Una foto originale del gruppo con Nico scatta da Warhol, dal documentario

Non una band, non una città, ma uno stile di vita che flirtava con il pericolo e che ha affascinato Haynes sin dal college, «i Velvet Underground stavano descrivendo qualcosa d’altro, altri percorsi da quelli che avremmo dovuto seguire e altri luoghi brutali, combinavano il senso di sentirsi sfollati ed emarginati con una forza interiore che ci faceva venire voglia di urlare», ha detto al New York Times. Si parte dall’inizio, dal primo concerto alla Summit High School del New Jersey l’11 dicembre 1965, alla scoperta del gruppo da parte di un membro della Factory al Café Bizarre, fino al primo spettacolo multimediale della storia, l’Exploding Plastic Inevitable Show del ’66, organizzato da Warhol per presentare live l’album che segnerà un’epoca. Non mancano nemmeno le critiche all’enfasi della Factory sull’aspetto, un atteggiamento che ha condotto all’inserimento di un’attraente cantante e attrice tedesca alla band, contro i desideri di Reed – anche se Nico avrebbe dimostrato di essere molto più che una semplice musa, non a caso sarebbe diventata per tutti la “Sacerdotessa delle tenebre”. Poi altri spettacoli, il “licenziamento” di Warhol, l’allontanamento di Cale, e tutto il resto fino agli anni Settanta.

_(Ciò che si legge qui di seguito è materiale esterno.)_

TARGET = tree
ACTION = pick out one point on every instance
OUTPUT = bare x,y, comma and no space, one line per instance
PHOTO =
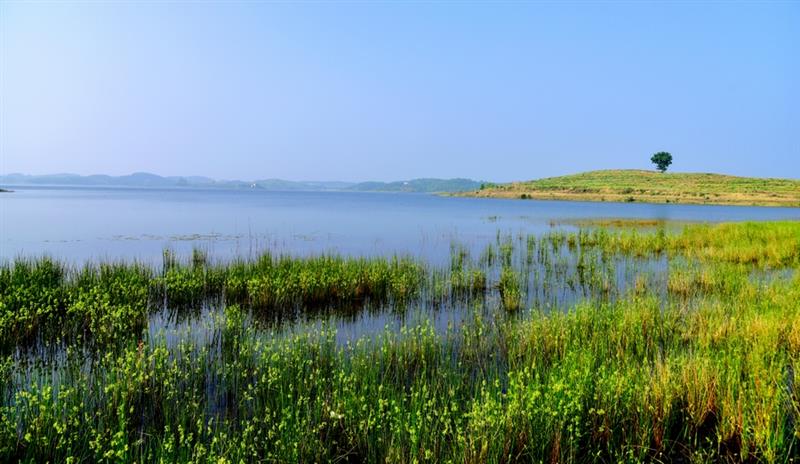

Lou Reed è morto nel 2013. Da anni, lui e John Cale non si parlavano più. È la presenza più forte in The Velvet Underground, nonostante la sua sia l’assenza più rumorosa. Parla solo una volta davanti alla telecamera, in una conversazione del 1973 con Warhol. Notoriamente scontroso, raramente si è espresso sui Velvet e sulla Factory nei decenni precedenti la sua morte, e per tutte le due ore di documentario non si riesce a fare a meno di chiedersi come avrebbe commentato gli eventi se fosse stato ancora vivo. Anche se, con molta probabilità, non avrebbe mai partecipato.